A Tale from Pete the Cat

The thing arrived on a day like any other, which is to say, a day I had perfected through rigorous napping and strategic sunbeam relocation. My human, however, was behaving strangely, cooing at a rectangular box with a clear window. It was placed on the mantelpiece, a sacred space usually reserved for framed pictures of my less-impressive ancestors and that dreadful singing fish. I leaped silently to the back of the sofa for a better view.

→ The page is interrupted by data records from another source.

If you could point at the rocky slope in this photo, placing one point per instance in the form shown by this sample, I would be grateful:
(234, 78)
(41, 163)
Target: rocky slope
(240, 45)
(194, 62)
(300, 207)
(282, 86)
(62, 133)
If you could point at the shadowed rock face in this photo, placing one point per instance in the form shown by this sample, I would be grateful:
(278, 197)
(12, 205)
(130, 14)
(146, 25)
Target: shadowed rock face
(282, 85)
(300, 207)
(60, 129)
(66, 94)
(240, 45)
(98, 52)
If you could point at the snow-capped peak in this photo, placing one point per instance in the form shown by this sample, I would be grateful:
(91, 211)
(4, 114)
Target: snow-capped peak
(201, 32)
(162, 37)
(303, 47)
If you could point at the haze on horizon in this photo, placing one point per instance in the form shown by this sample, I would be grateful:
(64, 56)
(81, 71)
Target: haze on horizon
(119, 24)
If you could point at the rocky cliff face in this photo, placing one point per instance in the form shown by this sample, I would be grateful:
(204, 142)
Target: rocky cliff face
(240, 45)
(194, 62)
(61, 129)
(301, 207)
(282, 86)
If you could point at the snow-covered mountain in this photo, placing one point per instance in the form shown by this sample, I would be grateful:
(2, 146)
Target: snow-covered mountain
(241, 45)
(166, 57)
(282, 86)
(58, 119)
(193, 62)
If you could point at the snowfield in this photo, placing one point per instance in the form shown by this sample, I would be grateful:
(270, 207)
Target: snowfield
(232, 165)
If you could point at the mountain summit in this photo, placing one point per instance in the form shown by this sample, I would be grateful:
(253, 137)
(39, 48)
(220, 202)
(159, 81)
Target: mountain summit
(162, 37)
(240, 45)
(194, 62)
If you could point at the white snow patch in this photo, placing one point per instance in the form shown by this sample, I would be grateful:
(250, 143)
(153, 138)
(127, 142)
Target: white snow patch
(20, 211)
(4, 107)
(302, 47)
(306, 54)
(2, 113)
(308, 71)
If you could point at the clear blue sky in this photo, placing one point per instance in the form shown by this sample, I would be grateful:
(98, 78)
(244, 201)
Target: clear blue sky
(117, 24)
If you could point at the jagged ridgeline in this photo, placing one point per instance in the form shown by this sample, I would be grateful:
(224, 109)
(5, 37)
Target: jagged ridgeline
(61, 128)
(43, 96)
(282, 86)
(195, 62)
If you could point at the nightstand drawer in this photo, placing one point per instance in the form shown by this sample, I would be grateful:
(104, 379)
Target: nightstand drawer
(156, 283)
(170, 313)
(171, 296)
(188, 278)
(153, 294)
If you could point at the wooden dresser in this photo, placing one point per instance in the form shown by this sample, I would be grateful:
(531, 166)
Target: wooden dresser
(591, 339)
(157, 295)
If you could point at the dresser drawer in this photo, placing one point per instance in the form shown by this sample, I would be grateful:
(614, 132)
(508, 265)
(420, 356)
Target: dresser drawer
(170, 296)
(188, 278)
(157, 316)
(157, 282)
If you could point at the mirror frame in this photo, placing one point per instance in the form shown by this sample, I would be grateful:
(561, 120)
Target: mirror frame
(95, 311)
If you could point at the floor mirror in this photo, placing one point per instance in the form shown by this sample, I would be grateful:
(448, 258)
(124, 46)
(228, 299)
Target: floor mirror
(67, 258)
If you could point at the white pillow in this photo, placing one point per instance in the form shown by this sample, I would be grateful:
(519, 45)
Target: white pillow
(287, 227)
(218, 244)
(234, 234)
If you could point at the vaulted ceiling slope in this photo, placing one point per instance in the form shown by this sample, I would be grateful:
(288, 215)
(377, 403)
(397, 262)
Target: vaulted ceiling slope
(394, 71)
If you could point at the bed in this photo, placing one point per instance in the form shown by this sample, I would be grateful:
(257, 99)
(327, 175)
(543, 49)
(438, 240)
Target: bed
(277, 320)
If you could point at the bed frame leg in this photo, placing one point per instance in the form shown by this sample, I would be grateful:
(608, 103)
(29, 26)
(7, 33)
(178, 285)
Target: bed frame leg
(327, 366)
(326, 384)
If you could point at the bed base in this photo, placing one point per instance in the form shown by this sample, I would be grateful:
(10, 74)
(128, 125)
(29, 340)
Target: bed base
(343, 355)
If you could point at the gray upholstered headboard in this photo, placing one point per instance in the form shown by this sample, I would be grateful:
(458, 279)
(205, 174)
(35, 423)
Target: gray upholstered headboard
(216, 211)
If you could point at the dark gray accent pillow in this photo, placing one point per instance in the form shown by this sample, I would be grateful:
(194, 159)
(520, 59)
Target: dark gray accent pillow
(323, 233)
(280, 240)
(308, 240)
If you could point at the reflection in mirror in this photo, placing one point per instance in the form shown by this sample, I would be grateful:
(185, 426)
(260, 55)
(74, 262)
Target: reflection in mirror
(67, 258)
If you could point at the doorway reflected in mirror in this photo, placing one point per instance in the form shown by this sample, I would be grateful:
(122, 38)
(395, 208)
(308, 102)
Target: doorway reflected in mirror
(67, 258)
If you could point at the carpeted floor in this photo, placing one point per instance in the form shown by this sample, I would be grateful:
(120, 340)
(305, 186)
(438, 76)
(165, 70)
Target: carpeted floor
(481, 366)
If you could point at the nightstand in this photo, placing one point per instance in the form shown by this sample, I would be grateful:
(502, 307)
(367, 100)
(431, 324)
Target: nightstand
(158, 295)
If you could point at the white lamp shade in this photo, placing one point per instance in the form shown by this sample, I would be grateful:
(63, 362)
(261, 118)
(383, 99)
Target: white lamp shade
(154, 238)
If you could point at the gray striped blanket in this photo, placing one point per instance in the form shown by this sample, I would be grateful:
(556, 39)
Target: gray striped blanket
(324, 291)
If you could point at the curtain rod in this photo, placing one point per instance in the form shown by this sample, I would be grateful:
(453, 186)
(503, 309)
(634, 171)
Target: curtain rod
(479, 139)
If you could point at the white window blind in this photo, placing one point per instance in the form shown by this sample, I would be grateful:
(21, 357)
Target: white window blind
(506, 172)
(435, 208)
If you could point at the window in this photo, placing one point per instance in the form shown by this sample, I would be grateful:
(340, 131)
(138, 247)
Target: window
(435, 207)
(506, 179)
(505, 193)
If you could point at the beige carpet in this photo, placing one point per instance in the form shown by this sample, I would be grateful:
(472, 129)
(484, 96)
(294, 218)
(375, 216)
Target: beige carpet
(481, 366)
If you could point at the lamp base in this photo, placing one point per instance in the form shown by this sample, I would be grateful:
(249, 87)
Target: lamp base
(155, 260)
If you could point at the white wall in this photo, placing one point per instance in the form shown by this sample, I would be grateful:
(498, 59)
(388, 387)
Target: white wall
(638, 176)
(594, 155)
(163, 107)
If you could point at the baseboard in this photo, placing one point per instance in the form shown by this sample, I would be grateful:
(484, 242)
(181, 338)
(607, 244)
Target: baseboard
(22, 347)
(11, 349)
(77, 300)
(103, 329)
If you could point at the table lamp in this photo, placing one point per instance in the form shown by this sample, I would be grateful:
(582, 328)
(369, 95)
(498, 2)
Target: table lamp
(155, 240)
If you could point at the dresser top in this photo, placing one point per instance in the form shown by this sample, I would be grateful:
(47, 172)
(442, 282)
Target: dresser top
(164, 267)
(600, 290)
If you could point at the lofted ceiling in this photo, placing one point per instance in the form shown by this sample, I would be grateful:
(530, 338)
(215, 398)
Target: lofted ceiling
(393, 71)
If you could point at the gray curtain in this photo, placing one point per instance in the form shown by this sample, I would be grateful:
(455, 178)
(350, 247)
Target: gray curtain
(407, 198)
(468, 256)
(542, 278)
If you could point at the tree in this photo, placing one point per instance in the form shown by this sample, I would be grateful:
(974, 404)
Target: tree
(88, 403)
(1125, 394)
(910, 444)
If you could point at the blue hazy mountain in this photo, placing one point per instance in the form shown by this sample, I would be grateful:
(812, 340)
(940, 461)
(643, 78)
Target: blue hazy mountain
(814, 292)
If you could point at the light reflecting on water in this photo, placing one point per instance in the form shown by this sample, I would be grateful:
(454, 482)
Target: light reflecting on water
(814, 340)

Inside the box-shrine, three figures stood frozen, prisoners in a silent, colorful tableau. They were, I deduced, new household gods. There was the primary deity, a squat, brown being with a strangely elongated neck and soulful, vacant eyes. Flanking it were its acolytes: a solemn boy-figure wrapped in a sacrificial red robe, and a smaller priestess with a shock of yellow hair, her mouth agape in a silent, eternal shriek. My human would stand before them, murmuring nonsense about "childhood" and "phoning home." It was a new and disturbing religion, and I was not included in the liturgy. This would not stand. One evening, under the cloak of my own magnificent gray fur, I decided to test the power of these new idols. The mantel was a challenging climb, but a worthy pilgrimage. After a deft leap from the armchair to the bookshelf, I was before them. I stared into their glossy, unblinking eyes. I gave them my most intimidating slow-blink, the one that communicates both affection and the promise of swift annihilation. They did not blink back. I nudged the box with my nose. It slid a fraction of an inch, the plastic making a dissatisfying scrape against the wood. They offered no sign, no divine intervention, no rattling sound of hidden catnip. I sat back on my haunches, tail twitching in profound disappointment. These were not gods. They were imposters. They were dense, silent, and utterly devoid of playability. They couldn't even be bothered to fall over with any real panache. With a sigh that ruffled my white tuxedo bib, I hopped down. Let the human have their false plastic idols. I would return to my own worship at the true altar of the household: the automatic food dispenser, whose divine power was, at least, tangible and delivered twice a day.